DIAS ATUAIS – A empresa soma aproximadamente 100 colaboradores diretos, se enquadra como Média Empresa, de acordo com a Lei nº 8.212/1991, que estabelece categorias de empresas pelo número de funcionários. A empresa é composta por profissionais jovens e preparados para as atualidades, bem como por uma equipe tradicional com mais de 30 anos de casa, o que fortalece e ajuda a manter os valores da empresa desde a sua fundação. “Eu passei por todos os processos, aprendendo antes de chegar ao cargo de diretor”, afirmou Pierre. A cultura de imersão no negócio vem desde sua adolescência, “É uma loja muito complexa e tem muitos itens. É como achar uma agulha no palheiro, né?”
Nos últimos anos a palavra de ordem foi se adaptar, segundo Pierre. A pandemia trouxe desafios logísticos e de fluxo na loja, o que levou a empresa a reforçar sua operação online, ampliando a capilaridade. No período, para não demitir funcionários, o plano foi levar os vendedores para a operação logística, ampliando significativamente o galpão de armazenagem para virar um centro de distribuição. “A chave do sucesso é a nossa capacidade de nos adaptar às mudanças e às necessidades dos clientes”, disse. “Tudo isso mantendo a essência da nossa tradição e cultura, claro.” Nessa tradição, inclusive, está a pecha de serem os árabes excelentes vendedores. “A questão para nós é servir bem para servir sempre. É isso que nos motiva a continuar crescendo e melhorando.”
O pai de Pierre é Gilberto Afif Sarruf, atual patriarca da família e que completou 77 anos no dia 13 de dezembro. Segundo o atual CEO, o pai ainda inspira seus passos e “é um enorme prazer saber que, mesmo após tantos anos de dedicação, ele ainda participa semanalmente das reuniões da empresa”, disse. Nesses encontros, o pai compartilha sua experiência e sabedoria com a equipe, e com 61 anos de empresa, é um testemunho da sua dedicação e compromisso com a família e a empresa. Os clientes do Rei do Armarinho são diversificados, mas ainda trazem a cultura que forjou o Rei do Armarinho, e isso inclui pequenos artesãos, crocheteiras, revendedores, decoradores e consumidores em geral.

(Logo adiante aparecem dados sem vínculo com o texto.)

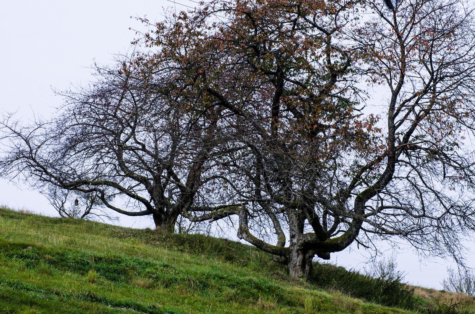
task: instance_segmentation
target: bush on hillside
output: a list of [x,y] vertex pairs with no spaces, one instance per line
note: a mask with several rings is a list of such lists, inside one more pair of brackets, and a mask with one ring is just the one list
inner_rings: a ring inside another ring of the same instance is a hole
[[383,272],[373,277],[341,266],[315,263],[311,280],[317,286],[390,306],[412,309],[416,305],[414,289],[402,282],[402,274]]

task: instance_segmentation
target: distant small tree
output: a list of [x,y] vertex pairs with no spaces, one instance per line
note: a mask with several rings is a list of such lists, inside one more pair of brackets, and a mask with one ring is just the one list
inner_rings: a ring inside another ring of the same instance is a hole
[[441,283],[444,289],[475,296],[475,272],[466,268],[456,272],[452,268],[447,268],[447,274],[448,277]]

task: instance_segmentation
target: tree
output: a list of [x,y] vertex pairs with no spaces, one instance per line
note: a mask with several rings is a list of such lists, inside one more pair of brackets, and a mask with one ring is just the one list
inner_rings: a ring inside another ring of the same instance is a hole
[[441,283],[444,289],[451,292],[465,293],[475,296],[475,273],[473,271],[466,268],[459,269],[457,274],[453,268],[447,268],[447,274],[448,277]]
[[[48,197],[49,203],[62,217],[79,219],[99,218],[110,221],[118,219],[104,212],[104,204],[98,192],[74,193],[71,190],[61,189],[53,185],[45,186],[45,188],[40,193]],[[72,201],[75,199],[78,200],[77,205]]]
[[[475,40],[463,6],[211,2],[157,24],[144,37],[161,49],[149,62],[176,60],[177,77],[194,78],[190,88],[232,117],[232,140],[245,147],[223,184],[247,205],[183,214],[238,216],[239,238],[300,277],[315,254],[376,238],[463,263],[460,240],[475,230],[464,143],[474,131]],[[386,103],[366,102],[378,117],[356,109],[374,86],[386,93]]]
[[94,84],[62,93],[66,103],[53,120],[22,126],[5,118],[1,173],[25,175],[46,192],[98,198],[129,216],[151,215],[157,228],[173,231],[182,209],[219,175],[212,168],[215,148],[224,146],[217,145],[216,121],[186,110],[165,76],[149,84],[130,60],[97,70]]

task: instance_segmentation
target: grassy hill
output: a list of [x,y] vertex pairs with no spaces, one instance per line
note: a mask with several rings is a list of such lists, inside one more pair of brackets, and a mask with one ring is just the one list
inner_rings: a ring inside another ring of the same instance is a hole
[[[357,277],[322,267],[317,276]],[[475,313],[475,300],[462,295],[415,287],[421,296],[408,310],[317,283],[227,240],[0,207],[0,314]]]

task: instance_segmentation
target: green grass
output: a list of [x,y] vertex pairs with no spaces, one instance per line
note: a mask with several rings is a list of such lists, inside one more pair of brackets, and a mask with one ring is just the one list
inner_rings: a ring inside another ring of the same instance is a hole
[[137,312],[411,313],[295,280],[238,242],[0,208],[0,314]]

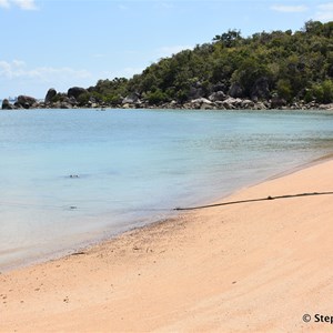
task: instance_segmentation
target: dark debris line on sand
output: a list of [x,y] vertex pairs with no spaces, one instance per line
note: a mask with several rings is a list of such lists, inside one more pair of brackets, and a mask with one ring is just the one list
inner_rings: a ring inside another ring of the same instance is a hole
[[259,198],[259,199],[229,201],[229,202],[214,203],[214,204],[208,204],[208,205],[199,205],[199,206],[189,206],[189,208],[175,208],[174,211],[192,211],[192,210],[214,208],[214,206],[220,206],[220,205],[246,203],[246,202],[258,202],[258,201],[278,200],[278,199],[292,199],[292,198],[312,196],[312,195],[332,195],[332,194],[333,194],[333,192],[312,192],[312,193],[285,194],[285,195],[276,195],[276,196],[269,195],[266,198]]

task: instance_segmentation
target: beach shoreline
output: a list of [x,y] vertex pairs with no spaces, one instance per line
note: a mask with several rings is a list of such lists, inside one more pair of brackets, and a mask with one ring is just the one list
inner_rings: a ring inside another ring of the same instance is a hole
[[[329,155],[225,201],[327,192],[332,168]],[[331,201],[316,195],[182,212],[0,274],[0,332],[327,329],[302,315],[330,314]]]

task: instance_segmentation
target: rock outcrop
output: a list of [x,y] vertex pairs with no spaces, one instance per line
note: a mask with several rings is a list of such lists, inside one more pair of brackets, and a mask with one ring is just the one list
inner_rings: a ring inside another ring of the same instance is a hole
[[78,100],[82,93],[88,93],[88,90],[80,87],[72,87],[68,90],[67,95],[69,98],[73,97],[75,100]]
[[20,109],[33,109],[38,105],[37,99],[30,97],[30,95],[19,95],[18,101],[14,103],[14,105]]
[[57,95],[57,90],[53,89],[53,88],[50,88],[50,89],[48,90],[48,93],[47,93],[46,99],[44,99],[46,104],[51,103],[52,100],[53,100],[53,98],[54,98],[56,95]]
[[8,99],[4,99],[2,101],[2,107],[1,107],[2,110],[12,110],[14,109],[14,107],[9,102]]

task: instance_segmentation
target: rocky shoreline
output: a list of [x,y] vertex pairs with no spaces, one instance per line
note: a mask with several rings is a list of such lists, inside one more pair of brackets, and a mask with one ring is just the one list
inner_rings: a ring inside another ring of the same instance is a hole
[[151,104],[139,94],[132,93],[122,99],[121,103],[105,103],[90,98],[82,102],[82,97],[88,91],[84,88],[73,87],[67,93],[58,93],[54,89],[49,89],[44,100],[37,100],[29,95],[19,95],[17,101],[10,103],[8,99],[2,101],[2,110],[31,110],[31,109],[174,109],[174,110],[333,110],[333,103],[320,104],[315,101],[305,103],[294,101],[286,103],[285,100],[272,97],[269,100],[250,100],[234,98],[223,91],[216,91],[208,98],[196,98],[191,101],[180,103],[171,101],[160,104]]

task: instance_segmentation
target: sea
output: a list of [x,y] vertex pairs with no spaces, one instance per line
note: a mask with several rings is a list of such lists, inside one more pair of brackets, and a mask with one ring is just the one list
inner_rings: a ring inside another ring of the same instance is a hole
[[329,111],[1,111],[0,272],[331,154],[332,122]]

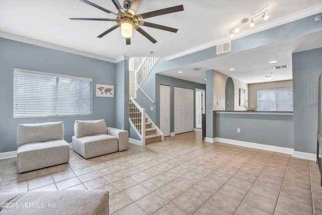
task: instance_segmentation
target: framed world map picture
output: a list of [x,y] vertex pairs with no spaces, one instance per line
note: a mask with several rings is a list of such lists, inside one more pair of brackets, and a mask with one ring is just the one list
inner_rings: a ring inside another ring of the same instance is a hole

Se os itens permanecem parecidos desde o início, a forma de vender tem mudado. Agora o espaço fornece milhares de produtos online para todo o Brasil, tornando-se uma referência para os amantes da costura, artesanato e DIY (faça você mesmo). E essa não foi a primeira grande inovação da marca. Em uma entrevista ao Museu da Pessoa, em 1994, Gilberto afirma ter sido no Rei do Armarinho a instalação do primeiro computador dentro de uma empresa familiar a ser implementado na região central da cidade de São Paulo. “Nesse momento desenvolvemos muitos sistemas e partimos de forma muito séria para organização, o que ajudou na eficiência”, disse ele.
Hoje, com uma operação digital moderna e eficiente, o Rei do Armarinho pode alcançar um público mais amplo e oferecer seus produtos para pessoas de todo o país. Com 99 anos de história, o Rei do Armarinho é um exemplo vivo da perseverança e do empreendedorismo da família Sarruf e da comunidade síria no Brasil. É um símbolo da importância da preservação da cultura e das tradições, e da contribuição que os imigrantes podem trazer para a sociedade brasileira. E, como disse Pierre, em termos de valores, tradição e cultura a empresa é “de grande porte!”